All notes

AI

May 16, 2026

Orthrus-Qwen3 Delivers Up to 7.8× Tokens Per Forward Pass on Qwen3

Orthrus adapts its dual-sequence batching architecture to Qwen3, achieving up to 7.8× more tokens per forward pass while preserving identical output distribution.

Orthrus-Qwen3 brings the Orthrus speculative decoding approach to Qwen3 models, posting up to 7.8× tokens per forward pass without altering the output distribution. The claim of identical output distribution matters: it rules out quality tradeoffs that typically accompany aggressive inference optimization.

The core idea behind Orthrus is batching two sequences into a single forward pass using a modified attention mask. Each token attends only to the appropriate context for its sequence, so the model processes both in parallel without contamination. The result is better hardware utilization on the same weights, with no retraining required.

Applying this to Qwen3 is a meaningful target. Qwen3 spans a wide capability range — from sub-2B edge models up to larger dense variants — and has seen rapid adoption among builders who want strong multilingual reasoning without routing to a closed API. Orthrus-Qwen3 means those deployments can now extract substantially more throughput per GPU, which directly affects cost-per-token at inference time.

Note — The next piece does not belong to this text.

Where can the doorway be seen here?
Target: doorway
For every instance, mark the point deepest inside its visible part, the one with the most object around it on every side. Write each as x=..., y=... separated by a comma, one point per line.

The identical output distribution guarantee is the load-bearing claim here. If verified, it means engineers can swap in Orthrus-Qwen3 behind existing Qwen3 serving stacks and observe no behavioral regression — no prompt sensitivity changes, no distribution shift to audit downstream. That lowers integration risk considerably.

For solo founders running self-hosted inference, the arithmetic is straightforward: the same hardware budget covers more requests. For teams operating at scale, the multiplier compresses GPU-hours meaningfully, particularly on workloads that are decode-bound.

The release is available on GitHub. Engineers evaluating it should benchmark against their own sequence length distributions, since throughput multipliers in speculative and batched decoding approaches vary with request shape. The 7.8× figure represents the upper bound reported by the team, not a floor.